Mātauranga Māori and emerging science to the fore at next month’s 50th annual New Zealand Freshwater Sciences Society conference
Mātauranga Māori (Māori knowledge) and emerging science is at the forefront of next month’s New Zealand Freshwater Sciences Society (NZFSS) annual conference, to be held in Nelson from 10-14 December.
This is the 50th annual NZFSS conference and comes at a time when interest in freshwater in Aotearoa/New Zealand has never been more acute or widespread.
Conference convener, Cawthron Institute Freshwater Ecologist Joanne Clapcott (Ngāti Porou), says that all New Zealanders have a role to play in maintaining and improving the quality of our freshwater, whether as community members or as people with specialist professional or cultural knowledge.
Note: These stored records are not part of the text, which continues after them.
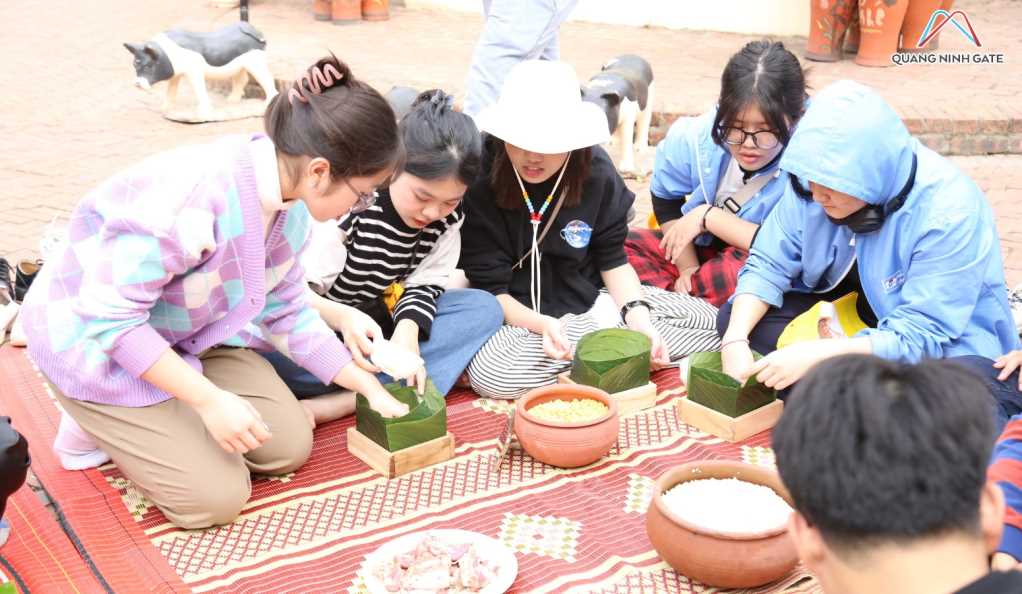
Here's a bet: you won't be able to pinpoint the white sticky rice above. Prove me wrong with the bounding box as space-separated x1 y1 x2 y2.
663 478 791 534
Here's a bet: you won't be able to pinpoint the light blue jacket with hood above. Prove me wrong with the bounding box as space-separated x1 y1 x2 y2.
649 110 788 245
735 81 1019 362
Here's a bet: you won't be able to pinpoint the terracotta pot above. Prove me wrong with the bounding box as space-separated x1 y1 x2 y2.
330 0 362 25
900 0 950 52
855 0 909 66
362 0 390 20
844 9 860 55
514 383 618 468
646 460 798 588
313 0 332 20
805 0 858 62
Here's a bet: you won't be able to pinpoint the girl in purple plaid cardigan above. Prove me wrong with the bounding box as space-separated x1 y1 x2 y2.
22 57 408 528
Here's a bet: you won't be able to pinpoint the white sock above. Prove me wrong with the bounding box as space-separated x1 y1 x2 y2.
53 412 110 470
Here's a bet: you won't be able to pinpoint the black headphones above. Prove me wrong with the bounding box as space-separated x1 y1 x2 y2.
788 153 918 234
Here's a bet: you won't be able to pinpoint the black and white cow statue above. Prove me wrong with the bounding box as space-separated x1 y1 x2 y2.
582 55 653 173
125 22 277 119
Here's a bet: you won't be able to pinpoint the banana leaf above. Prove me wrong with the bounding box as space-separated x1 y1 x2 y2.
355 379 447 452
686 352 777 417
571 328 653 394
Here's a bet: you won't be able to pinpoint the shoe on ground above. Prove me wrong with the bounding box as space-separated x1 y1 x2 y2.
14 260 43 303
0 258 14 308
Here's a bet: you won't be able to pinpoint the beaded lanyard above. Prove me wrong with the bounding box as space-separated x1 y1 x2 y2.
511 152 571 313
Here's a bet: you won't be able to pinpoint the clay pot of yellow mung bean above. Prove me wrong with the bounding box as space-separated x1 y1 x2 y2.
514 383 618 468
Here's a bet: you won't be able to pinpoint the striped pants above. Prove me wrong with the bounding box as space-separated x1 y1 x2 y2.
468 286 721 399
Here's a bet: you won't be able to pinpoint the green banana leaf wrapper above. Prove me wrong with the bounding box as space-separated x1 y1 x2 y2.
355 379 447 452
686 352 777 417
571 328 653 394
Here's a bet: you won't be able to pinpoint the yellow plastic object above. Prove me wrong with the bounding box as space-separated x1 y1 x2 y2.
383 282 405 313
777 292 866 349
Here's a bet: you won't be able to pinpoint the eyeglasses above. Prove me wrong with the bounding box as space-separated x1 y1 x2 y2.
724 126 781 149
344 178 379 213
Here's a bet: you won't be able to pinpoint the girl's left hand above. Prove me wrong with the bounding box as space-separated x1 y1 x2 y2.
390 319 426 396
751 339 838 390
660 204 709 264
628 308 670 369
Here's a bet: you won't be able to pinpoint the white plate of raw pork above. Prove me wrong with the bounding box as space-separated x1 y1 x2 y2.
363 530 518 594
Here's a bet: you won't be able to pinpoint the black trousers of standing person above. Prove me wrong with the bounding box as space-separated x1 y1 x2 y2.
0 416 29 517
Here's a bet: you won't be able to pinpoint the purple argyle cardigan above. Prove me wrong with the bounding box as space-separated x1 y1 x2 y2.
21 135 352 407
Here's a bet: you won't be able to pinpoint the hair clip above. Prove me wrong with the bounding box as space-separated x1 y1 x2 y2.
287 64 344 105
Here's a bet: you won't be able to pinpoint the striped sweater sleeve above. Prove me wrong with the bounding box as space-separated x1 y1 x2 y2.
393 213 465 340
989 414 1022 561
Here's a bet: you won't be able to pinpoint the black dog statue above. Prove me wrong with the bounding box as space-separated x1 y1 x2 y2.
582 55 653 173
383 86 419 122
125 22 277 121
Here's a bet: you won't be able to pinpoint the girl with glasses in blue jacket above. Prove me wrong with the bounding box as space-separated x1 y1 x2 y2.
625 41 806 306
718 81 1022 423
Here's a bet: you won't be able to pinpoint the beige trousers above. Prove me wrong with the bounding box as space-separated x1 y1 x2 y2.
53 347 313 529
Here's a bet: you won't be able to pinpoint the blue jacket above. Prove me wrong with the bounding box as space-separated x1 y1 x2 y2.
735 81 1019 362
649 111 788 245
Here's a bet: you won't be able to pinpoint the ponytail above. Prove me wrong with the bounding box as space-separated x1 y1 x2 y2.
264 54 403 180
399 89 482 185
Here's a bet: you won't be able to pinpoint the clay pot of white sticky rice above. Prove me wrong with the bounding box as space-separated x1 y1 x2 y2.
646 460 798 588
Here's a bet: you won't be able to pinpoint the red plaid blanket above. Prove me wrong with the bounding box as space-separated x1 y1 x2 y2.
624 229 748 307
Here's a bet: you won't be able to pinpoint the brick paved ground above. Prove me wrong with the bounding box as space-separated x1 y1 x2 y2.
0 0 1022 284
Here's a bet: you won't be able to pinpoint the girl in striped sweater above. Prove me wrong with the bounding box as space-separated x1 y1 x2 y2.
21 57 408 529
266 90 504 422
However, she says, there is a particular and increasing need for mātauranga Māori to be at the heart of freshwater science and freshwater management.
“There is a deepening understanding of the importance of mātauranga Māori but a real capability and capacity crunch. There just isn’t enough support for people to contribute that knowledge combined with scientific expertise. Plus the increase in demand for just that capability is exponential.”
The NZFSS conference is appropriately themed “Ka mua, ka muri” referencing a well-known whakataukī or proverb that advises walking towards the future looking to the past for insights that will help us.
Conference highlights include a free public lecture at the Rutherford Hotel from 7pm-8:30pm on Wednesday 12 December.
Presenters at the public lecture include University of Auckland PhD candidate based at Cawthron Institute Katie Brasell who will speak about the state of New Zealand’s lakes and the very significant Lakes380 project which is currently underway.
The Lakes380 project aims to obtain a nationwide health overview of 10 percent of our lakes to both assist with identifying lakes that need protection and guide future restoration projects.
Other speakers at the public lecture will address topics such as the role of rivers in transporting plastic debris to the ocean and New Zealand’s taonga freshwater fish species.
“We really encourage people to register now to attend the free public lecture as tickets are limited by the venue size,” says Clapcott. “This is a great opportunity to hear from three talented emerging scientists about freshwater issues that affect us all.”
In line with the future focus of this year’s conference, the inaugural winner of the Early Career Award will also be presenting at the event.